Maybe. In theory. It sounds like a “movie-plot threat” to me. The people doing this have budgets to hire actual stooges to do the same, and could’ve been doing it for decades. There was “The Linux Backdoor Attempt of 2003”; it didn’t use reputation in this way, but it’d be reasonable to think that such cons started around the same time.
Re:
Tell us more about how you didn’t read the article.
It’s something to watch out for but I think it greatly overestimates LLMs’ abilities to contribute quality code and pass for human for extended periods of time.
“Jia Tan” orchestrated a con over a period of years. LLM chatbots can’t maintain a consistent reality from one answer to the next.
This isn’t to say LLMs aren’t going to put real strain on the Nebraska Problem; they are. But it’s mostly going to be because they’re contributing a glut of crappy, poorly-explained code that taxes project maintainers’ time and energy.
Re:
Humans are pretty famously inconsistent too, particularly over multi-year periods, so I don’t think that’s gonna be what gives it away.
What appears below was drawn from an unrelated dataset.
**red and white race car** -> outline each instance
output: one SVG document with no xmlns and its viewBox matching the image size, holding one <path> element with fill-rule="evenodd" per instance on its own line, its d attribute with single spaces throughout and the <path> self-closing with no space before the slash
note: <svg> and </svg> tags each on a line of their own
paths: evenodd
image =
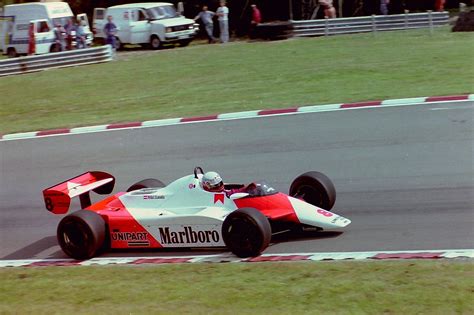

Maybe the sycophancy will. Or just that their text and patches will be kind of nonsensical (then again, the messages posted here by “ECA” are rarely comprehensible—”LINKS into Pictures”?—and I assume they’re from a human).
How many Backdoors in Windows,
and the Current HTML Which Will let you insert LINKS into Pictures.
All “AI” models are also crazy susceptible to manipulation and infection themselves.
Time to dump that dumpsterfire.
Nice bullshit.
The first place where AI code is being used is at Google and Microsoft.
Didn’t take long to see Google get fucked real nice in the ass with security holes. And Microsoft ? Bwahahahaha.
Those will burn first and hard, far long before an open source project gets any closer to this problem.
Perhaps you should do your fucking homework and check the news a little.
Re:
And yet Android devices can still hook up to cheap third party Bluetooth headphones because Alphabet didn’t feel that shutting down interconnectivity was a lot easier than fixing its security. How do like them Apples?